1. Group-by and average the original 504 $p$. This can be straighforward if there are the same number of experiments for each `actor`-`treatment` (a reshape could be enough if properly ordered) but with unsorted and ragged data things can get out of control.
1. `pm.sample_posterior_predictive`: [`pm.Data`](https://docs.pymc.io/api/model.html#pymc3.model.set_data) containers are thought to allow changing the data in the model and get predictions for new values for example. In this particular case, we are modifying the data to contain only one experiment per `actor`-`treatment` combination which automatically gets us to the case in option 1 where only a reshape is needed.
3. Calculate $p$ manually from $a$ and $b$. We can manually calculate $logistic(a+b)$ for every combination of `actor`-`treatment`

It should be noted that even though we are using `pm.sample_posterior_predictive` in option 2, we are not getting samples from the posterior predictive. We are using it to cleverly reevaluate a deterministic function from the posterior. 
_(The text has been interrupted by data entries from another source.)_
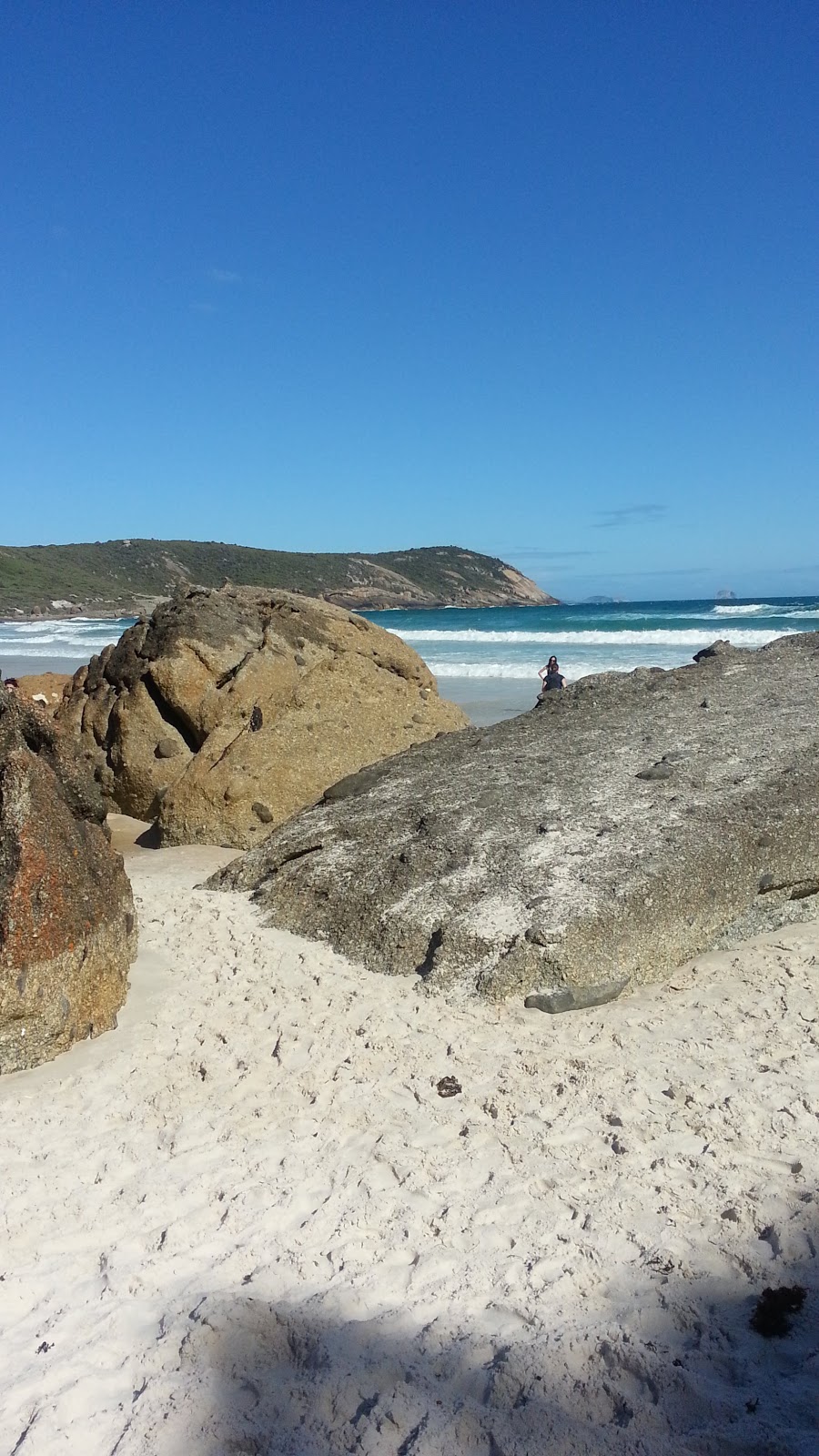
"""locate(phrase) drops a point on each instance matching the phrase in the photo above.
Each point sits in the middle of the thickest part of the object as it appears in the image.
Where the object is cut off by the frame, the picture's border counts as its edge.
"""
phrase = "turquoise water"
(513, 642)
(487, 659)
We would be sampling from the posterior predictive if we obtained values from `pulled_left`. The obtained values could then be averaged to _estimate_ the probability, but given that we do know the probability it does not make much sense to _estimate_ it.
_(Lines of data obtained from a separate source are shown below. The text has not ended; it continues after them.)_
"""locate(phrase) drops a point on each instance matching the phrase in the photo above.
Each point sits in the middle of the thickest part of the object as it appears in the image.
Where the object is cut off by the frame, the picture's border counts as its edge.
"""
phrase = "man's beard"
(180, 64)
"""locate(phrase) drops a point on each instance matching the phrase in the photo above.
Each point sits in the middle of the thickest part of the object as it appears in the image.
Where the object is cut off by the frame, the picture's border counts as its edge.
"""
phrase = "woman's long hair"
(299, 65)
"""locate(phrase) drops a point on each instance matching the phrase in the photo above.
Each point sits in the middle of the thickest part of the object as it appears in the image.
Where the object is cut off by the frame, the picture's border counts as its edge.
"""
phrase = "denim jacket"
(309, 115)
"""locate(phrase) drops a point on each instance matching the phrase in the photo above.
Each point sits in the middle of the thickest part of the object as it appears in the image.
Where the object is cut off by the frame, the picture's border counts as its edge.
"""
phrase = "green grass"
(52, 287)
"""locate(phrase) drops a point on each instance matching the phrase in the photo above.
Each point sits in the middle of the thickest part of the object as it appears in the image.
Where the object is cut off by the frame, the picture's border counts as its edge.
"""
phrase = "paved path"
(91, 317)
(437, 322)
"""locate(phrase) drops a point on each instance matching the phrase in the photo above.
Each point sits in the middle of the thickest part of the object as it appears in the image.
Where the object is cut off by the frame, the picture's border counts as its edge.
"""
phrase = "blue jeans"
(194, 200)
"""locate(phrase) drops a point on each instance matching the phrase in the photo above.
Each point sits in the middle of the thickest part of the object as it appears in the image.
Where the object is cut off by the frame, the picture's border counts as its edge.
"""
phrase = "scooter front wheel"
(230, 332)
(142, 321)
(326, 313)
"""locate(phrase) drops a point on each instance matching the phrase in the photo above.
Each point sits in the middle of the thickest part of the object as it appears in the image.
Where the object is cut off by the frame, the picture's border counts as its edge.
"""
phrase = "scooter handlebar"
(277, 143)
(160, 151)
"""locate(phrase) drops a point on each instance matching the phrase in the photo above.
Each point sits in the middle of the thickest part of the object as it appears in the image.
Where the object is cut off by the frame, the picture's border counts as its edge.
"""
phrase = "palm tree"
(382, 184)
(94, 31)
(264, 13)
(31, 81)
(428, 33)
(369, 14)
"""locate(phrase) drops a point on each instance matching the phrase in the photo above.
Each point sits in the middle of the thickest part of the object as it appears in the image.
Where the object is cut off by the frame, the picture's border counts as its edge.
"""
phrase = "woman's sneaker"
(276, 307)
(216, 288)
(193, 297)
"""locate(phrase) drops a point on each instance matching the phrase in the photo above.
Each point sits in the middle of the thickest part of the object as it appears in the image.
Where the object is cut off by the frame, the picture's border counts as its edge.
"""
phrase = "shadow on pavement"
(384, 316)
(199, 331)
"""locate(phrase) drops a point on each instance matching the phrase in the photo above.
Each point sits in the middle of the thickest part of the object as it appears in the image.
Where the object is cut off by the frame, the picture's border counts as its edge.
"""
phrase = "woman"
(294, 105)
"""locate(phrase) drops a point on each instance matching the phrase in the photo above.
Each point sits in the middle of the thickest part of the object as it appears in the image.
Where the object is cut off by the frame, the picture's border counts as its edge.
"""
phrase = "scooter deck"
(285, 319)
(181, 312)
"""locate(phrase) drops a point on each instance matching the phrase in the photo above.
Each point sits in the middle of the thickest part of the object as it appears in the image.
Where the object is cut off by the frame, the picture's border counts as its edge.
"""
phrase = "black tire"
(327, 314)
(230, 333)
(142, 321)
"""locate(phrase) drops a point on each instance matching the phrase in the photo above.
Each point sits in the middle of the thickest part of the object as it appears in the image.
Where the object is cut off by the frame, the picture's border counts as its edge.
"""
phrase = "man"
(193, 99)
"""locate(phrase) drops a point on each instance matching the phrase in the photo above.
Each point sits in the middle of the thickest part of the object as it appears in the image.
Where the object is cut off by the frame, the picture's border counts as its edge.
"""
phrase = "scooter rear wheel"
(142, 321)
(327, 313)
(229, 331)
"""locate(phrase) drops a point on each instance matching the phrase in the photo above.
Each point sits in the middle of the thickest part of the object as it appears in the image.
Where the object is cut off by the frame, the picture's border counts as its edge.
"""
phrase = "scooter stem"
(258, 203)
## `pm.sample_posterior_predictive` version

In [8]:
with m11_4:
    pm.set_data({"actor_id": np.repeat(range(7), 4), "treat_id": list(range(4)) * 7})
    p_post = pm.sample_posterior_predictive(
        trace_11_4, random_seed=RANDOM_SEED, var_names=["p"]
    )["p"]
p_mu = p_post.mean(0).reshape((7, 4))

100%|██████████| 2000/2000 [00:00<00:00, 4067.54it/s]


In [9]:
p_mu

array([[0.38273298, 0.50794882, 0.3064966 , 0.48028027],
       [0.97383758, 0.9842027 , 0.96366044, 0.98230814],
       [0.31552197, 0.43399235, 0.24723306, 0.40704301],
       [0.31658471, 0.43514105, 0.24811081, 0.40830217],
       [0.38371248, 0.50898154, 0.30735674, 0.4813107 ],
       [0.60644722, 0.71919498, 0.52349316, 0.69665124],
       [0.8650691 , 0.91412716, 0.82050517, 0.90508358]])

## Manual version
The manual version will use ArviZ and xarray to showcase its capabilities. The `posterior` group in the `InferenceData` object is an `xarray.Dataset`. As it can be seen below, the dataset stores both the data and its dimensions and coordinate values:

In [10]:
idata_11_4.posterior

As dimensions are named, `xarray` is able to automatically broadcast, here we are adding two 3d arrays with _different_ shapes without any problem and getting the desired 4d output

In [11]:
p_mu_samples = logistic(idata_11_4.posterior["a"]+ idata_11_4.posterior["b"])
p_mu_samples

We can also use dimension _names_ to indicate the dimensions along which the mean should be taken

In [12]:
p_mu_az = p_mu_samples.mean(dim=("chain", "draw"))
p_mu_az

Note how this thanks to xarray, this option ends up being a one liner:

    logistic(idata_11_4.posterior["a"]+ idata_11_4.posterior["b"]).mean(dim=("chain", "draw"))

## Compare results

In [13]:
np.allclose(p_mu, p_mu_az.values)

True

We can see that here there is actually NO random sampling involved and that both approaches return the same result up to machine error. To be extra sure, go back to the `pm.sample_posterior_predictive` call and change the random seed to see we still get the same result.